Document Type


Date of Award

Spring 5-31-1996

Degree Name

Doctor of Philosophy in Mechanical Engineering - (Ph.D.)


Mechanical Engineering

First Advisor

E. S. Geskin

Second Advisor

M. C. Leu

Third Advisor

Rong-Yaw Chen

Fourth Advisor

Methi Wecharatana

Fifth Advisor

Zhiming Ji


This doctoral dissertation is concerned with the development of water based cleaning technology required by industry which may substitute the traditional approach based upon the use of various chemical cleansers.

The experimental study involves the waterjet removal of various coatings (rust, oil and epoxy based paints, etc.). Cleaning was carried out under a wide range of operational and geometrical conditions (standoff distance, travel speed, water pressure, diameters of sapphire nozzle and focusing tube, nozzle body type). A new designed spiral nozzle body was tested in this work. The use of surfactant was also investigated. Microscope and SEM surface were used to evaluate the degree of coating removal. The effect of various operation conditions on water consumption and cleaning rate are determined. Two new process characteristics, critical cleaning and damage standoff distances, which determine the admissible range of process variables, are first introduced in this study.
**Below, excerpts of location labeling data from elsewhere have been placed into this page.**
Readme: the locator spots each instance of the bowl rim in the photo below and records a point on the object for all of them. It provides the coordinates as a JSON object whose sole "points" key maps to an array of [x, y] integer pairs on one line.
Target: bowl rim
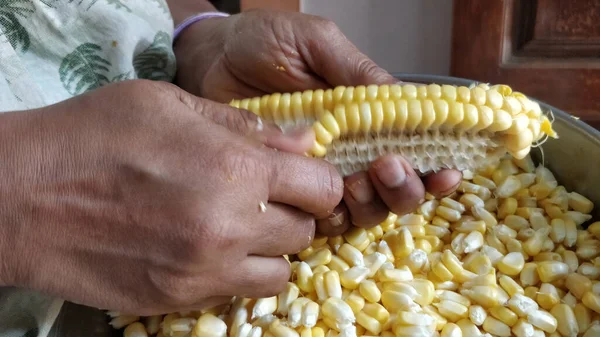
{"points": [[569, 120]]}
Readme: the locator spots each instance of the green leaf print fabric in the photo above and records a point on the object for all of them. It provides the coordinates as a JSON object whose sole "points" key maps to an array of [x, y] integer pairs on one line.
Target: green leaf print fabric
{"points": [[52, 50]]}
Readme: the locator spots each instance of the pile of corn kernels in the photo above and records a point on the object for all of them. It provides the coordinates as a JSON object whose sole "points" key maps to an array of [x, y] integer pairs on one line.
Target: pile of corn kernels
{"points": [[506, 255]]}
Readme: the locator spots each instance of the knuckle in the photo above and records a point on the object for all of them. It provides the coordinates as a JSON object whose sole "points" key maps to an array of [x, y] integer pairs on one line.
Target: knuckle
{"points": [[366, 66], [274, 283], [240, 164], [331, 186], [328, 26], [170, 290]]}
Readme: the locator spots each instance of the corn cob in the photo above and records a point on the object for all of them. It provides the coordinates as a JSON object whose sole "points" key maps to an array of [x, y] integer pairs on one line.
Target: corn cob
{"points": [[432, 126]]}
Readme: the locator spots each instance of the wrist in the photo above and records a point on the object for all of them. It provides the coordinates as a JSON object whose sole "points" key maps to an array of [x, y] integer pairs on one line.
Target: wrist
{"points": [[12, 172], [197, 48]]}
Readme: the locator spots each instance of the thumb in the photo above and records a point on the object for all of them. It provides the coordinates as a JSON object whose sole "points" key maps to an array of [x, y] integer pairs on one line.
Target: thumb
{"points": [[337, 60], [247, 124]]}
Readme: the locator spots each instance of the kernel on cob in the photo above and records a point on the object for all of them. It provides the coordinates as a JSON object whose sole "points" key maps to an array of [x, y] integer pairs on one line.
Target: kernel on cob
{"points": [[432, 126], [503, 256]]}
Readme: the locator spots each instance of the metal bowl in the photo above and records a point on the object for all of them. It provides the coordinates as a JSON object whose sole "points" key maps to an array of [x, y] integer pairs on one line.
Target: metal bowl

The theoretical study pioneers an analytical description of waterjet cleaning. Simple equations relating the cleaning width of stationary and moving jets, which can be used to determine the optimal cleaning standoff distance, were constructed. These relations show that the maximal cleaning rate and consequently minimal water consumption can be attained at a position of 0.55-0.7 of the critical cleaning standoff distance. Experimental data substantiate the results of the theoretical study.

The acquired results of the theoretical and experimental studies identify the practical range of process variables which assure complete paint removal from glass or metal surface without inducing any damage to the substrate. The spiral nozzle body was shown to provide the optimal cleaning performance. The principal result of this study, however, is a demonstration of the feasibility and effectiveness of using a high-velocity and low-volume waterjet as the single cleaning agent, and a "cleanser-free" technology. Also methods of development are outlined. Another major finding is the demonstration of the feasibility of using a conventional analytical description of turbulent liquid jets for the simulation of the behavior of a high speed stream of water droplets, which constitute the jets used in this study.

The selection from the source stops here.